The Alaska Parole Board has heard from more than 220 Alaskans about the pending parole hearing for killer Jonathan Norton, since news of his upcoming parole hearing was covered earlier this month in MustReadAlaska.

The parole board will meet on Feb. 4 to hear Norton’s request to be set free after serving just one third of his sentence for the horrific murder of Duane Samuels in 1989.

Jonathan Norton rang the doorbell of Duane Samuel’s house one October morning, demanding his car keys and then shooting him three times. It was one of the most notorious murders of the era because it was both premeditated and a stranger murder.

Friends of the Samuels family have since created a website about Duane to give people more information, should they want to help the family keep Norton off the streets.

The parole board must receive letters of support for his release or continued incarceration by noon, Feb. 1. So far, most letters are opposing his release, MustReadAlaska has learned.

Write to the Parole Board here:

Parole Board: [email protected]

The Office for Victims Rights: [email protected]

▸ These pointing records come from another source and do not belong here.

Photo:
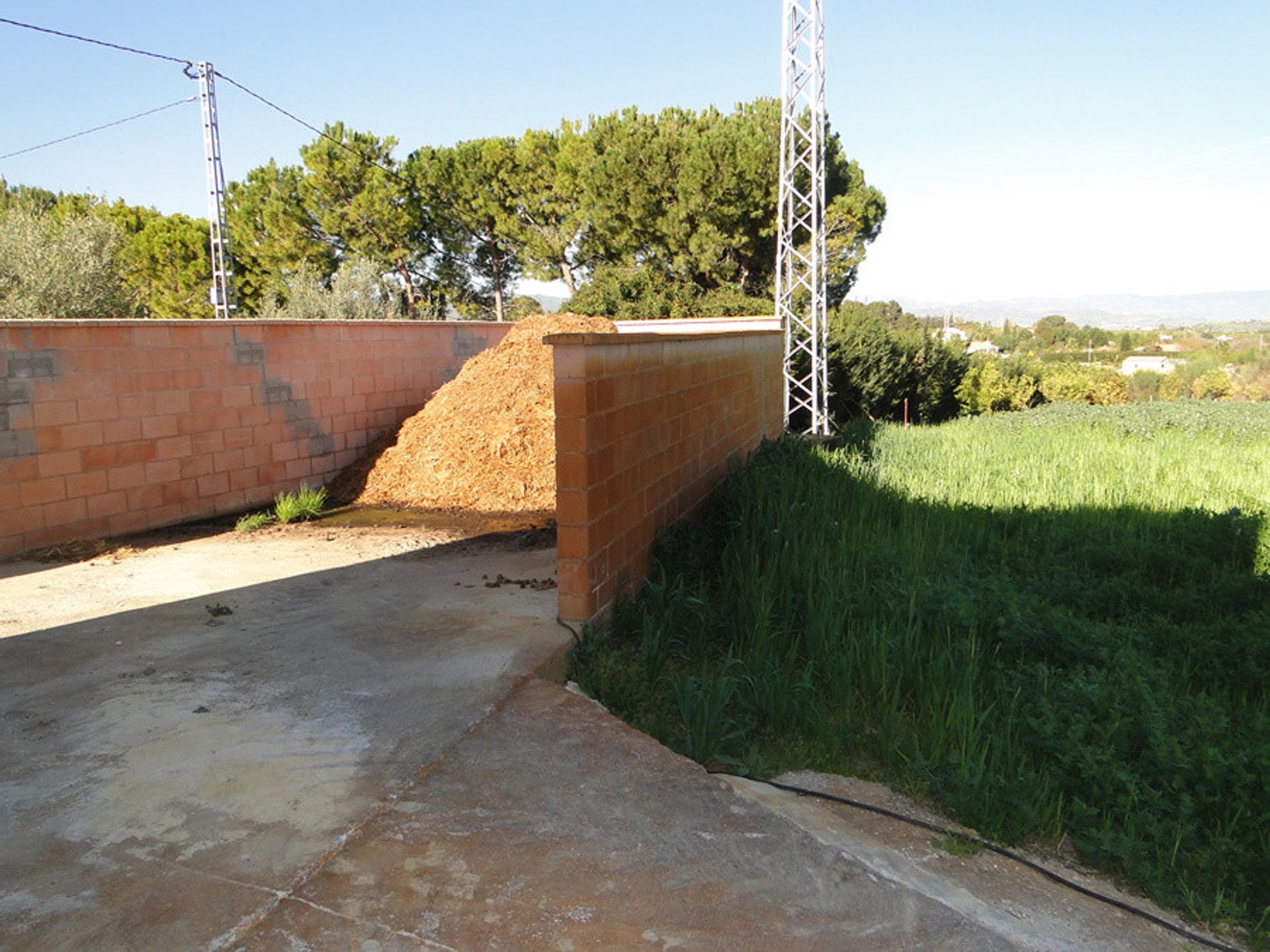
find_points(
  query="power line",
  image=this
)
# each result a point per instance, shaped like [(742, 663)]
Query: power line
[(325, 135), (95, 42), (98, 128)]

The MustReadAlaska story about Duane Samuels’ murder is linked below. Caution: details are gruesome:

‘He fell to his knees and I shot him again’

 

7 COMMENTS

  1. MURDERERS , RAPISTS AND PEDOPHILES SHOULD BE EXECUTED WITHIN 90 DAYS OF CONVICTION!! AND ONLY THAT LONG TO LET A PRE-SELECTED PANEL OF EX-JUDGES REVIEW EVIDENCE AND TRIAL PROCEDURES !!

  2. Would it be rude to recommend the gentleman be set free,
    .
    subject to whatever frontier justice that results from his next transgression…

  3. No, he should not be paroled. His acts were heinous and deliberate. He took out his anger over psychological testing on an innocent person. He showed no mercy to his victim. He did not render aide. He left the victim’s house and came back three, 3, times. He showed no sign of remorse for his actions. Even if he is a victim of a broken mental health system, he took time to think about his actions before hand, told others before hand and then brought a friend over for “bragging” rights. Unless he’s had a lobotomy, he is a danger to everyone now just as much as he was when he committed this crime. 99 years was his sentence. We’ll talk when he’s served 80 years of that sentence.

  4. No he should not ever get out! He spent a lot of time planning this! There is no guarantee he won’t do it again!